Robot Contact Task State Estimation via Action Grammars

TL;DR

This paper introduces a method to improve robot contact task state estimation by converting raw 3D trajectories into high-level action grammars, enabling more robust behavior detection and task verification in unstructured environments.

Contribution

It presents a novel approach to encode low-level robot trajectories into high-level action grammars for accurate behavior and task state estimation.

Findings

High-level state estimation accuracy of 86% for task output.

Behavior monitoring achieved an average accuracy of 72%.

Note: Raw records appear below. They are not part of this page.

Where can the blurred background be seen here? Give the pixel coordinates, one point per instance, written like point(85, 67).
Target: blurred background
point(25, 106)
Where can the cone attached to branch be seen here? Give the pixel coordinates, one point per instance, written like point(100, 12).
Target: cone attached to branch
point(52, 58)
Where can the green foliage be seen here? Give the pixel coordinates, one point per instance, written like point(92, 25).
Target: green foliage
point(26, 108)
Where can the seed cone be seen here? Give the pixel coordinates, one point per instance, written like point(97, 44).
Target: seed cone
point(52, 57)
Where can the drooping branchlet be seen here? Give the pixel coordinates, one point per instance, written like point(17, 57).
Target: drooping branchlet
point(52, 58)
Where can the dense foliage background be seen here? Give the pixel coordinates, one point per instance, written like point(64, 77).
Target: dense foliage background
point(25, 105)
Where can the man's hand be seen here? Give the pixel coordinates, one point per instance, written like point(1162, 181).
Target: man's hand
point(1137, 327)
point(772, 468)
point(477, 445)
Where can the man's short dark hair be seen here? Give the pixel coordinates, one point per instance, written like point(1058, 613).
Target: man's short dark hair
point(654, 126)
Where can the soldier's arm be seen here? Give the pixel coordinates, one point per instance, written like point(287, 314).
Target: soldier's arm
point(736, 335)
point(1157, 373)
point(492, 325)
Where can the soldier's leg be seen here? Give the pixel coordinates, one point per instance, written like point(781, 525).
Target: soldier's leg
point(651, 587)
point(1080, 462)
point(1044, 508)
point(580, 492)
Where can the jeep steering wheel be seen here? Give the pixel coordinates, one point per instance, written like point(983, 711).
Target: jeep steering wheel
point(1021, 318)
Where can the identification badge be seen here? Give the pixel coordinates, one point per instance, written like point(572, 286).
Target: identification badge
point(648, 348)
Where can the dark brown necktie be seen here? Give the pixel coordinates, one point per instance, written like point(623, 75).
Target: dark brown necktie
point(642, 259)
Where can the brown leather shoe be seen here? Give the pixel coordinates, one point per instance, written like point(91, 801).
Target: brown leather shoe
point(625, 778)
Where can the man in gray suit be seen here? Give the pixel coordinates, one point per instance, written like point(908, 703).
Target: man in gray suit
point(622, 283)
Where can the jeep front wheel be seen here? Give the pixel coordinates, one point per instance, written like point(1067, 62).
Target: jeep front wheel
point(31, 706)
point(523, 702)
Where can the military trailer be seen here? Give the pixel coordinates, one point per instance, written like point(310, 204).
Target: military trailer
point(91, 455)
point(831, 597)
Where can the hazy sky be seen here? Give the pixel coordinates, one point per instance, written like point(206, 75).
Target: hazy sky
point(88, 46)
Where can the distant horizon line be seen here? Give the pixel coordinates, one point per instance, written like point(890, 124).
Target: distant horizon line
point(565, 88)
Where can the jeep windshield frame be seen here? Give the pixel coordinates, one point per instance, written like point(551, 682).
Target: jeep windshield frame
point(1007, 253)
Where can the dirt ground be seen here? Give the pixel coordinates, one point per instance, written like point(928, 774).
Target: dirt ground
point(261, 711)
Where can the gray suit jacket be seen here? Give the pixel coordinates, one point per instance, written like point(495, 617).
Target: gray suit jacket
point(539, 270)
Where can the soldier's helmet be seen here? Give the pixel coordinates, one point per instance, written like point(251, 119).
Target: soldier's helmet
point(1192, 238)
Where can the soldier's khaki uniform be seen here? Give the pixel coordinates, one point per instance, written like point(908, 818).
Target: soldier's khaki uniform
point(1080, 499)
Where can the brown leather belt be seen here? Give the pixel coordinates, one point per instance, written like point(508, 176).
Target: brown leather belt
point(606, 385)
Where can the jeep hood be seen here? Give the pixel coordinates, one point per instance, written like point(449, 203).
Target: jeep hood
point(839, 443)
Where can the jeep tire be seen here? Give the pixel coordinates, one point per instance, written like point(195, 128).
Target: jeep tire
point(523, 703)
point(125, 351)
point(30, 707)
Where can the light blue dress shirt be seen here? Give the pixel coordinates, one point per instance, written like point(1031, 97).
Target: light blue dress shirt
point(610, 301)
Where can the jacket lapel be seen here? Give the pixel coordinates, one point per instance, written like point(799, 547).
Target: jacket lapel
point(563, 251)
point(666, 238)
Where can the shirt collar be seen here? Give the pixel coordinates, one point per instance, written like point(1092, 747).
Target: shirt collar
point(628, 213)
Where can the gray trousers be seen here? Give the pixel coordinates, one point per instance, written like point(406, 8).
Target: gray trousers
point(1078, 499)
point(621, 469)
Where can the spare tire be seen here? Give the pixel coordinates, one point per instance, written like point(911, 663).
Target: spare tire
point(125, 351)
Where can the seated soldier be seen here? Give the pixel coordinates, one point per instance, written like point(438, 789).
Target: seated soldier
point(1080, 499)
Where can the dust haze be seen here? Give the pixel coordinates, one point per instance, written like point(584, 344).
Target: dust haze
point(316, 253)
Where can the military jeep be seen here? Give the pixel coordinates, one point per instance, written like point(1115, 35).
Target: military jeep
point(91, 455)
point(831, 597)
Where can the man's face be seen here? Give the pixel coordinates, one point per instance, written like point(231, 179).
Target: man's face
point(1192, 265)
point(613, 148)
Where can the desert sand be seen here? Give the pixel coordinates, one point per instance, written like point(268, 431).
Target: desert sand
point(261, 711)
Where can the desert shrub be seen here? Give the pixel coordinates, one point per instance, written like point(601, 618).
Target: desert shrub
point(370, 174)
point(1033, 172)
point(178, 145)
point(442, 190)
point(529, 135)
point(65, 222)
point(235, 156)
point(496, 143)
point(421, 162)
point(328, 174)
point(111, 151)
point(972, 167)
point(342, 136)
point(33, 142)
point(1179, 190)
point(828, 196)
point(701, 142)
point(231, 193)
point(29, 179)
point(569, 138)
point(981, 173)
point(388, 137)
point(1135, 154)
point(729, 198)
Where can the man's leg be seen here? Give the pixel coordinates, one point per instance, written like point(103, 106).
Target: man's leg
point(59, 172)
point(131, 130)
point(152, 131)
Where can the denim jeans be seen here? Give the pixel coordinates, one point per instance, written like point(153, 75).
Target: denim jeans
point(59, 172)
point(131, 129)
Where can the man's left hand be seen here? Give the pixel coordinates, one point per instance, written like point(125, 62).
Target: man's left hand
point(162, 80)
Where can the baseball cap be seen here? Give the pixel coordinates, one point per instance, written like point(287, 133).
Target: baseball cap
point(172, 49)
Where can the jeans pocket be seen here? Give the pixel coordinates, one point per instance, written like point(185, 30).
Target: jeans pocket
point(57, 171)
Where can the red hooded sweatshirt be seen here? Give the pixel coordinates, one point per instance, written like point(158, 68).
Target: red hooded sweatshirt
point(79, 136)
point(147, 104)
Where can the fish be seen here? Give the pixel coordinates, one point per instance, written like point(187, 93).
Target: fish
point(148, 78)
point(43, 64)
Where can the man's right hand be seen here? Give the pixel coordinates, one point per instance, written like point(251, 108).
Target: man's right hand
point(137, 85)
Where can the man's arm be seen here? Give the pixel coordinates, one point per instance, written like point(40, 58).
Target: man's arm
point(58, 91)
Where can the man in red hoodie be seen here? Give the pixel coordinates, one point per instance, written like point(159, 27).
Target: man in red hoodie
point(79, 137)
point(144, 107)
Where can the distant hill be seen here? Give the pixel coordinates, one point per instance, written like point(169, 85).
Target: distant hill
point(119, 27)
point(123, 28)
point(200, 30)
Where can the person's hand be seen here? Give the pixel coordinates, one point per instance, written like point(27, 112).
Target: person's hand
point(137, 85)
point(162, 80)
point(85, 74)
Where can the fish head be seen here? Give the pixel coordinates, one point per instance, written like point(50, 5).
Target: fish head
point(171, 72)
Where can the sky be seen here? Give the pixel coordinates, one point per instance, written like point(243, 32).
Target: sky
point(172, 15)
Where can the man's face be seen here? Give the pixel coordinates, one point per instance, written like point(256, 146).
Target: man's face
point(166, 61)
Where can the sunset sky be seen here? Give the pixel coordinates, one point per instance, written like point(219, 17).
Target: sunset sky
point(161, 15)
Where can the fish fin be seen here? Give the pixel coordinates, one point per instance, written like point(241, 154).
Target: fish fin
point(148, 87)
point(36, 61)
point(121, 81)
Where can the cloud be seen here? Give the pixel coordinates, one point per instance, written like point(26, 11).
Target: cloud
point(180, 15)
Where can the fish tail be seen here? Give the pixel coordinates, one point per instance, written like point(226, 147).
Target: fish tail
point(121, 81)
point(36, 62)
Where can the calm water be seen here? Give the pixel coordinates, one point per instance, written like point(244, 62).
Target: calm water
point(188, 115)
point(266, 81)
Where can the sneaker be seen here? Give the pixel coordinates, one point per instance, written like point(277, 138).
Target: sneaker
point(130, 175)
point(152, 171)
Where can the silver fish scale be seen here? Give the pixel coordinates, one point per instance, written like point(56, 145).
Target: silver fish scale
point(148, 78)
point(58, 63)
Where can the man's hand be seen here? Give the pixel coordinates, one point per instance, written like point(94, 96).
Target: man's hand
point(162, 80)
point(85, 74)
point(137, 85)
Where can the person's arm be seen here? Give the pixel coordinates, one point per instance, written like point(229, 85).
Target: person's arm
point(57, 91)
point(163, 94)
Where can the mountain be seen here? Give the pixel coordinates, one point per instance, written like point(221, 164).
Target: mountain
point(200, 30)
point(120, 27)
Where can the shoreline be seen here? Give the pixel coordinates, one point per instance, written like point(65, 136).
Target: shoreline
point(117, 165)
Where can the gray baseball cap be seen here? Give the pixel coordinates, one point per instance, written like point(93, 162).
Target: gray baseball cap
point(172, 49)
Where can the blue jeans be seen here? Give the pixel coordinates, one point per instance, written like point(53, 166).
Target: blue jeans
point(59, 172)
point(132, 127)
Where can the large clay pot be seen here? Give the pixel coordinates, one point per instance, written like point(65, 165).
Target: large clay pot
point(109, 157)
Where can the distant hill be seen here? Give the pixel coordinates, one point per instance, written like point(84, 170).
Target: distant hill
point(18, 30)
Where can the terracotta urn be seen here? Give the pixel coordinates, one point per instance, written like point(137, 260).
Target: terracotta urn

Transforms raw trajectory data into robust high-level representations.

Abstract

Uncertainty is a major difficulty in endowing robots with autonomy. Robots often fail due to unexpected events. In robot contact tasks are often design to empirically look for force thresholds to define state transitions in a Markov chain or finite state machines. Such design is prone to failure in unstructured environments, when due to external disturbances or erroneous models, such thresholds are met, and lead to state transitions that are false-positives. The focus of this paper is to perform high-level state estimation of robot behaviors and task output for robot contact tasks. Our approach encodes raw low-level 3D cartesian trajectories and converts them into a high level (HL) action grammars. Cartesian trajectories can be segmented and encoded in a way that their dynamic properties, or "texture" are preserved. Once an action grammar is generated, a classifier is trained to detect current behaviors and ultimately the task output. The system executed HL state estimation for task output verification with an accuracy of 86%, and behavior monitoring with an average accuracy of: 72%. The significance of the work is the transformation of difficult-to-use raw low-level data to HL data that enables robust behavior and task monitoring. Monitoring is useful for failure correction or other deliberation in high-level planning, programming by demonstration, and human-robot interaction to name a few.